Exchange-correlation potential built on the derivative discontinuity of electron density

TL;DR

This paper introduces a novel method for constructing exchange-correlation potentials in electronic structure calculations by leveraging the derivative discontinuity of electron density, leading to improved predictions of molecular properties.

Contribution

The work develops a first-principles approach to build XC potentials using a spatially dependent mixing parameter derived from the derivative discontinuity, with an approximation that enhances computational efficiency.

Findings

Accurately predicts ionization energies and fundamental gaps.

Provides reasonable estimates of singlet-triplet energy differences.

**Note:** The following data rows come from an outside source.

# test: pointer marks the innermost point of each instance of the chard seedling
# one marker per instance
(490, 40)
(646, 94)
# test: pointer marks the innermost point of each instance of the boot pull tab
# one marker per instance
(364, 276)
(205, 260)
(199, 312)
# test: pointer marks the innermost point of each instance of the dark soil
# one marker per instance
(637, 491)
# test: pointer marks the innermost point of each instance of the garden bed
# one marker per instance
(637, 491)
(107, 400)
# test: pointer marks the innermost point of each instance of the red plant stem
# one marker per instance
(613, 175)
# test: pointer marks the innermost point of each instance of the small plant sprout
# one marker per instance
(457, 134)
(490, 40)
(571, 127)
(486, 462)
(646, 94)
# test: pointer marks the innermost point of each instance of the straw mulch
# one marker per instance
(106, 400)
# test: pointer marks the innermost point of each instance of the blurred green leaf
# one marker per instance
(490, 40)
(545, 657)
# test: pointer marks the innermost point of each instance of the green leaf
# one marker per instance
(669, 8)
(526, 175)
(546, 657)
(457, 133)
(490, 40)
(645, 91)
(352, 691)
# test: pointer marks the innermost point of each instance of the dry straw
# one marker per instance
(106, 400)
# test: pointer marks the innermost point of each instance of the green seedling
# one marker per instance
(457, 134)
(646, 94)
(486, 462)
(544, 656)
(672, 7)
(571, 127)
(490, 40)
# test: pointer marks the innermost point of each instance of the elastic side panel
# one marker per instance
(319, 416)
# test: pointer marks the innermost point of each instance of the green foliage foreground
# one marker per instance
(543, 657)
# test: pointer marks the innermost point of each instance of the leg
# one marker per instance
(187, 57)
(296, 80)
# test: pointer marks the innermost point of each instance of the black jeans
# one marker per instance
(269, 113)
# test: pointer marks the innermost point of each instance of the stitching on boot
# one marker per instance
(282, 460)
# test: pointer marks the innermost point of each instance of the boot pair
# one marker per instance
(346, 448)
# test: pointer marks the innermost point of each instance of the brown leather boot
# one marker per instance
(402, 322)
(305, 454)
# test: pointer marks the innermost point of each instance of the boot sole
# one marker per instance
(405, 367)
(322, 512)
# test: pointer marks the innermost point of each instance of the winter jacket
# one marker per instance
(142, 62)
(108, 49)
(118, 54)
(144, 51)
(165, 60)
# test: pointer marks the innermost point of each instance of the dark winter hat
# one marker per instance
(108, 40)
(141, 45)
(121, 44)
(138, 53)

Potential for further improvement by removing the approximation.

Abstract

Electronic structures are fully determined by the exchange-correlation (XC) potential. In this work, we develop a new method to construct reliable XC potentials by properly mixing the exact exchange and the local density approximation potentials in real space. The spatially dependent mixing parameter is derived based on the derivative discontinuity of electron density and is first-principle. We derived the equations for solving the mixing parameter and proposed an approximation to simplify these equations. Based on this approximation, this new method gives reasonable predictions for the ionization energies, fundamental gaps, and singlet-triplet energy differences for various molecular systems. The impact of the approximation on the constructed XC potentials is examined, and it is found that the quality of the XC potentials can be further improved by removing the approximation. This work demonstrates that the derivative discontinuity of electron density is a promising constraint for constructing high-quality XC potentials.